General information
- Location: Aghaville, County Cork Ireland
- Coordinates: 51°39′17″N 9°21′12″W﻿ / ﻿51.6547°N 9.3533°W
- Elevation: 172 ft (52 m)
- Platforms: 1
- Tracks: 1

Construction
- Structure type: Corrugated iron waiting room and gate keepers house, both extant

History
- Opened: 1 July 1881
- Closed: 31 March 1961
- Original company: Cork and Bandon Railway
- Pre-grouping: Great Southern and Western Railway
- Post-grouping: Great Southern Railways

Services
| Preceding station | Disused railways |  |  | Following station |
| Drimoleague |  | Cork, Bandon and South Coast Railway (Bantry Extension Railway) Great Southern and Western Railway |  | Durrus Road |

Location

= Aughaville railway station =

Former railway station in Ireland

Aughaville railway station, also called Aghaville, served the townland of Aghaville in County Cork, Ireland.

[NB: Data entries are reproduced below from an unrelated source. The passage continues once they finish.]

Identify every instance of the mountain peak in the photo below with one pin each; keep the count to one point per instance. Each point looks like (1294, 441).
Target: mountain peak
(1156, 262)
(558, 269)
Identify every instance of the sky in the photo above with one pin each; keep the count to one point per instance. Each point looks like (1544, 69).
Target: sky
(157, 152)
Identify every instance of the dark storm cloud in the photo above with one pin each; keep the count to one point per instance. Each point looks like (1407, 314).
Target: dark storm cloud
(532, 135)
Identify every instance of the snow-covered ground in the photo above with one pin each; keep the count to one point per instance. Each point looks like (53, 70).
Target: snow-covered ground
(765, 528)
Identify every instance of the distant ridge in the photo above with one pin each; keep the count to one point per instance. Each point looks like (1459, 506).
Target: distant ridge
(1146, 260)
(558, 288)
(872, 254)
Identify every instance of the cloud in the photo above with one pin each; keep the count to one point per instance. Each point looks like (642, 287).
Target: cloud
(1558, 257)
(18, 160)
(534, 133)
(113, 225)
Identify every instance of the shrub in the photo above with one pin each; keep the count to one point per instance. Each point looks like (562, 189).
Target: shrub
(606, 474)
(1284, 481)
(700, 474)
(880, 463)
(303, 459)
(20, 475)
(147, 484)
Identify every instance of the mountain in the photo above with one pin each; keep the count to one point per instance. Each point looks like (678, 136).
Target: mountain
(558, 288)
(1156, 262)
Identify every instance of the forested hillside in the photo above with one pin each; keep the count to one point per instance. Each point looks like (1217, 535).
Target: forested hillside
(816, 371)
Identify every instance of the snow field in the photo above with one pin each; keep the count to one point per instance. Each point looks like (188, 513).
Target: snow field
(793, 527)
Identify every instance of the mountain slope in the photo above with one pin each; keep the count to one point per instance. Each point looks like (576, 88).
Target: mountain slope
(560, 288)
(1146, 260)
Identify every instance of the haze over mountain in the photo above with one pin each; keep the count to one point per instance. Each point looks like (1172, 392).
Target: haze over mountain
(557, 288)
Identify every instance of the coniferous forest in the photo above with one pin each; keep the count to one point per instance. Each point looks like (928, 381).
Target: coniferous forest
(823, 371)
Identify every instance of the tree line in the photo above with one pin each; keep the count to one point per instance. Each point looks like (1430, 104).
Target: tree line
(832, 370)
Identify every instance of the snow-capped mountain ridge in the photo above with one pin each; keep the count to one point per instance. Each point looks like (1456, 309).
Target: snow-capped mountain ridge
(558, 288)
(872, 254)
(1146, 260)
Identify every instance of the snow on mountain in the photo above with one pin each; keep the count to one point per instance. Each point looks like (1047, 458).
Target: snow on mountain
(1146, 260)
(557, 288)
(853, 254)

The station opened in 1881. Passenger services were withdrawn in 1961 by CIÉ.

==History==
Opened by the Cork and Bandon (Bantry Extension) Railway, by the beginning of the 20th century the station was run by the Great Southern and Western Railway. It was absorbed into the Great Southern Railways in 1925.

The station was then nationalised, passing on to the Córas Iompair Éireann as a result of the Transport Act 1944 which took effect from 1 January 1945. It was closed by this management.